O but it does. Baseball and spirituality are hopelessly entangled. Consider the spiritual lessons learned by Detroit Tigers fans. Our heroes were in the World Series last year. Sunday afternoon they will go home, out of the playoffs. They are the fifth-best team in the American League, and their fans are all disappointed.
Expectations were high at the beginning of the season, and for three months the team played very well. Then, in mid-July, they began to falter. Some of it was bad luck: eleven pitchers were on the disabled list for part of the season. Some of it was age: former stars couldn’t get around on the high fastball any more. Some of it seemed to be that old cliche “lack of concentration.” The Tigers lost and lost again. By early September, an ugly truth was apparent: at least four teams in the American League were better than the Tigers.
It’s a metaphor for the human condition: great expectations and impressive talent followed by mediocre performance and ultimate defeat. Don’t tell me that baseball doesn’t belong on a spirituality blog.
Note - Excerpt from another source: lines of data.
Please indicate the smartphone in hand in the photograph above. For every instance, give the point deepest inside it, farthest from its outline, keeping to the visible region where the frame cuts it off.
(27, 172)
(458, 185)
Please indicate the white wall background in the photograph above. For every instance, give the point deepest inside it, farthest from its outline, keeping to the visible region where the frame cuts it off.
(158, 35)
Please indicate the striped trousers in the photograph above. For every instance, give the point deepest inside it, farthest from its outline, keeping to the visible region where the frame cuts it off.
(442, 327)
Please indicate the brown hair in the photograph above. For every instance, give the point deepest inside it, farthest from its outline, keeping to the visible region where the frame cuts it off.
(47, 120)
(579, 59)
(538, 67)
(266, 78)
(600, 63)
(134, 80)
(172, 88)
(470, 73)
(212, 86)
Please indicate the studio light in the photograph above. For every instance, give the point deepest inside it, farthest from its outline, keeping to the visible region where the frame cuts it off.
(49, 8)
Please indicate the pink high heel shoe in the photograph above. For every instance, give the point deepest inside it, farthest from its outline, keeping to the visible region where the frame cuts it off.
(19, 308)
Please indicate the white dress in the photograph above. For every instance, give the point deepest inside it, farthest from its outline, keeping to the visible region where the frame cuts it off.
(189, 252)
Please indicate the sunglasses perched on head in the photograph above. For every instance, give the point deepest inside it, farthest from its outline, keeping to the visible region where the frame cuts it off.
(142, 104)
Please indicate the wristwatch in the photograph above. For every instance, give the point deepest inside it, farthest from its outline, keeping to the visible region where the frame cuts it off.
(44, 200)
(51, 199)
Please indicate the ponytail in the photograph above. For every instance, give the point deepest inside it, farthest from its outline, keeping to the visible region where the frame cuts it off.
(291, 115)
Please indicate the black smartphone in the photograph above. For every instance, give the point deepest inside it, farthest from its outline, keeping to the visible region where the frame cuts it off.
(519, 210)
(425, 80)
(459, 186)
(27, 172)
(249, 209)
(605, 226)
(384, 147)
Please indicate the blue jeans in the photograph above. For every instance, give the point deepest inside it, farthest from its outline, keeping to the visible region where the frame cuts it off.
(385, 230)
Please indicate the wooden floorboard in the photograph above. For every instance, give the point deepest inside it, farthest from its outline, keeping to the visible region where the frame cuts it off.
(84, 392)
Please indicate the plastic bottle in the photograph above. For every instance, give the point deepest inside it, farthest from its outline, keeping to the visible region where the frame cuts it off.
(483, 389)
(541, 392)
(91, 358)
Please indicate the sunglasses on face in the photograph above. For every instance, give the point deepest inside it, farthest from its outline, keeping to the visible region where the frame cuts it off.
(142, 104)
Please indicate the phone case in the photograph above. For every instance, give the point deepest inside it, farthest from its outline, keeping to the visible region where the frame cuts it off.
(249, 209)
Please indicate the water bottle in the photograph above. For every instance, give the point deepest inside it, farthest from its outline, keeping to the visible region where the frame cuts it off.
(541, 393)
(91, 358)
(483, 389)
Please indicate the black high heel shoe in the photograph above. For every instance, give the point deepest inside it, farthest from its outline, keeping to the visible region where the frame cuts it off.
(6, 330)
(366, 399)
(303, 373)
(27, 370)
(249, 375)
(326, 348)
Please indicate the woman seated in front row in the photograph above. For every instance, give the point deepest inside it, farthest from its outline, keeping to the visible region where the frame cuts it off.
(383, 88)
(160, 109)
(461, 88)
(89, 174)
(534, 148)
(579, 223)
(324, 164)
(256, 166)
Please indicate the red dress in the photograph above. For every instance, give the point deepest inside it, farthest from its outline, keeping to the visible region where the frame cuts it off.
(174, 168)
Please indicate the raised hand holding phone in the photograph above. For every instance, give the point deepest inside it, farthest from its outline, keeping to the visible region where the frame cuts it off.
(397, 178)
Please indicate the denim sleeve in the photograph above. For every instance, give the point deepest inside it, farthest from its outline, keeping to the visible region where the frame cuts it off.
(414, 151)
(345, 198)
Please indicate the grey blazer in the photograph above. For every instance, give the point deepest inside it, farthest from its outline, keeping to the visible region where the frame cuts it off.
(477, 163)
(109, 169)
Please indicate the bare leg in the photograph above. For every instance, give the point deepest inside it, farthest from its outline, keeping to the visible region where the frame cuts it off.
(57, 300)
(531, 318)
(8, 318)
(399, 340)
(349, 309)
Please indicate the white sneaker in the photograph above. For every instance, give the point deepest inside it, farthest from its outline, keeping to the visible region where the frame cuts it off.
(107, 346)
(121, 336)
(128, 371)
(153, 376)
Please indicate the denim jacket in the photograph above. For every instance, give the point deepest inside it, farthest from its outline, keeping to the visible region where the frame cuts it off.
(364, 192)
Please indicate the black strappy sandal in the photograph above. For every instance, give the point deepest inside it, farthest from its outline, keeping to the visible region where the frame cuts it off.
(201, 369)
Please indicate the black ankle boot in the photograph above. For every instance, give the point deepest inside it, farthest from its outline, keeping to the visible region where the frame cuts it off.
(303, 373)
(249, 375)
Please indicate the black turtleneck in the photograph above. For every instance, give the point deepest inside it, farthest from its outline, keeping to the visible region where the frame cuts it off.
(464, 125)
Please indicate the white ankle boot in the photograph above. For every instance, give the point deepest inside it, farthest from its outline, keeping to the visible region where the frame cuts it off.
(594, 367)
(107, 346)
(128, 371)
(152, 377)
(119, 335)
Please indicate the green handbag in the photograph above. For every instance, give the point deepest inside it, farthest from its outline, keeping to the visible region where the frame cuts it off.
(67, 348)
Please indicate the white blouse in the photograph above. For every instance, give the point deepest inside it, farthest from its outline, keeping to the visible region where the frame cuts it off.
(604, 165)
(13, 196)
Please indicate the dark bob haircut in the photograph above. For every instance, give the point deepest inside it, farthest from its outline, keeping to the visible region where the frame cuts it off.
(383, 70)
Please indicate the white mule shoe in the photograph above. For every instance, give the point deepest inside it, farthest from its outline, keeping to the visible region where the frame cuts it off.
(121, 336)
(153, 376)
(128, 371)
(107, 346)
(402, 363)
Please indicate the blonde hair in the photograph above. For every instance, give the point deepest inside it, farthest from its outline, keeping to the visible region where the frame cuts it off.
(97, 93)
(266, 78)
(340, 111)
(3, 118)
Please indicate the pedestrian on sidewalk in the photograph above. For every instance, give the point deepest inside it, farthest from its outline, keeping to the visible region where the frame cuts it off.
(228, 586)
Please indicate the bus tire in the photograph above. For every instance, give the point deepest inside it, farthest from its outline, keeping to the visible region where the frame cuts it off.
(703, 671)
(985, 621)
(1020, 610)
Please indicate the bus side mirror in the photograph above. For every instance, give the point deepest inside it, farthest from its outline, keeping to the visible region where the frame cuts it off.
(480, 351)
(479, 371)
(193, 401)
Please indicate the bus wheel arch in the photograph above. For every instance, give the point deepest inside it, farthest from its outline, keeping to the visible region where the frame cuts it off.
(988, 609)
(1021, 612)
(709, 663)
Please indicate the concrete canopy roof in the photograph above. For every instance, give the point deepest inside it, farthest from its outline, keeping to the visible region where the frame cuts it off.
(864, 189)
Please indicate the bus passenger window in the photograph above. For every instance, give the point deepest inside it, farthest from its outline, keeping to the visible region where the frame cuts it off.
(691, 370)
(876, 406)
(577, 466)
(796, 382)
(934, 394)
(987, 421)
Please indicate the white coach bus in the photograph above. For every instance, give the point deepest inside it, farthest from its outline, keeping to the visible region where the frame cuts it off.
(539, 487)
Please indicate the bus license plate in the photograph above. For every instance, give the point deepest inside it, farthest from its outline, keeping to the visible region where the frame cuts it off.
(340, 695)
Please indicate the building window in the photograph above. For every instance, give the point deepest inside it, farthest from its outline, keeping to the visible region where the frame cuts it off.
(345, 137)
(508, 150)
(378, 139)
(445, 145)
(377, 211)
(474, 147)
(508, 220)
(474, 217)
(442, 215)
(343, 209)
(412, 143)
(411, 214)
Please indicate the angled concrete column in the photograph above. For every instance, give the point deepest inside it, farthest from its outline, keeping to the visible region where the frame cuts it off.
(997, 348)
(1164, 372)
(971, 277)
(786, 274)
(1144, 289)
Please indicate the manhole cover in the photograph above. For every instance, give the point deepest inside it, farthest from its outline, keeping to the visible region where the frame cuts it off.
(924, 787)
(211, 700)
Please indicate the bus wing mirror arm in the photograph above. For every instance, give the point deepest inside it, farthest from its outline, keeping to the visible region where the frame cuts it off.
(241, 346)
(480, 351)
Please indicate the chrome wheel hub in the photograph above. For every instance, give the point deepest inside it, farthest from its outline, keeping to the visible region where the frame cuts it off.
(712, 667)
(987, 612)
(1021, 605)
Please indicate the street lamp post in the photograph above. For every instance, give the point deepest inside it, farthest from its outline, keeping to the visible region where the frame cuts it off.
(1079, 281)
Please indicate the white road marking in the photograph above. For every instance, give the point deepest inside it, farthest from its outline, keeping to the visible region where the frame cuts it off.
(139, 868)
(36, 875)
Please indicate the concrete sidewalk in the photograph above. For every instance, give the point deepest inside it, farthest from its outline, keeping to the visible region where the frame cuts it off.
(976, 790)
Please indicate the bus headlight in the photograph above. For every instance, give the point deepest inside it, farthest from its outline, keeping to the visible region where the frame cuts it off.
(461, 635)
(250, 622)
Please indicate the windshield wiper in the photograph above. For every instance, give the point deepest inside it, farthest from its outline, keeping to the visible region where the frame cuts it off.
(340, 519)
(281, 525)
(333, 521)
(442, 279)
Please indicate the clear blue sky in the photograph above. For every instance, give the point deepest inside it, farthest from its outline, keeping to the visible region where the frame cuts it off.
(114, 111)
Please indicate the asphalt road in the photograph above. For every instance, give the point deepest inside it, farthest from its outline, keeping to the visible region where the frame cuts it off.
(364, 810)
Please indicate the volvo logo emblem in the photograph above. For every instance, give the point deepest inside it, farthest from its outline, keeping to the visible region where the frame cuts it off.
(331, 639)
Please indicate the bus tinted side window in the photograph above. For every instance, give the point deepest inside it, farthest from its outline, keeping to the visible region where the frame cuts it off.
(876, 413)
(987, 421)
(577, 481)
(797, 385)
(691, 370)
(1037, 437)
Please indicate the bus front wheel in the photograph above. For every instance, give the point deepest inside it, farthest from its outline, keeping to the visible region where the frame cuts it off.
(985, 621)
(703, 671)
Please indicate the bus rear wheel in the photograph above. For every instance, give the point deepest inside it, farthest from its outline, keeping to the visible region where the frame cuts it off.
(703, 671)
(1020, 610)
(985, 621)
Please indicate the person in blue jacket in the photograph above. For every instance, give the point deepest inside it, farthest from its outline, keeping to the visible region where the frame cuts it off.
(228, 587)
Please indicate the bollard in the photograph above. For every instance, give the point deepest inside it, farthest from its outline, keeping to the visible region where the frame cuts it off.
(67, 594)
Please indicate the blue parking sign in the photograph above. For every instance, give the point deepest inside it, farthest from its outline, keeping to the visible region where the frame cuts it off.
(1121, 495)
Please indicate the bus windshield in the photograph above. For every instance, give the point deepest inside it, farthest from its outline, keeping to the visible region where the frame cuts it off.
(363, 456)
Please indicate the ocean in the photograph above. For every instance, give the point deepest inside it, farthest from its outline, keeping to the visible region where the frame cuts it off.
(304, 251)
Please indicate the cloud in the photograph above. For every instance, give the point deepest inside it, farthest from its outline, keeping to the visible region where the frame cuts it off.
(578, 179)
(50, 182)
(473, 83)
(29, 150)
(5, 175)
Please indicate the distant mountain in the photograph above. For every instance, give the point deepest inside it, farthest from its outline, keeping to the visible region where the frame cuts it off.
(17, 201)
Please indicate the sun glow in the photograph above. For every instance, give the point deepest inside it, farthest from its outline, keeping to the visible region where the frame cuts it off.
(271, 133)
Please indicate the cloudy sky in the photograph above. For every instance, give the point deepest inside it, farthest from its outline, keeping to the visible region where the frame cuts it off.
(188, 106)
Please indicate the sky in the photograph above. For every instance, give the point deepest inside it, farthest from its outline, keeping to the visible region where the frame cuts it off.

But there’s hope. We’ll watch some terrific baseball in the playoffs and World Series. And there’s next year. The Tigers will be better, and the Yankees and Indians might be worse. I’ll end with Terence Mann’s speech from the movie Field of Dreams:
“The one constant through all the years, Ray, has been baseball. America has rolled by like an army of steamrollers. It’s been erased like a blackboard, rebuilt, and erased again. But baseball has marked the time. This field, this game, is a part of our past, Ray. It reminds us of all that once was good, and that could be again.”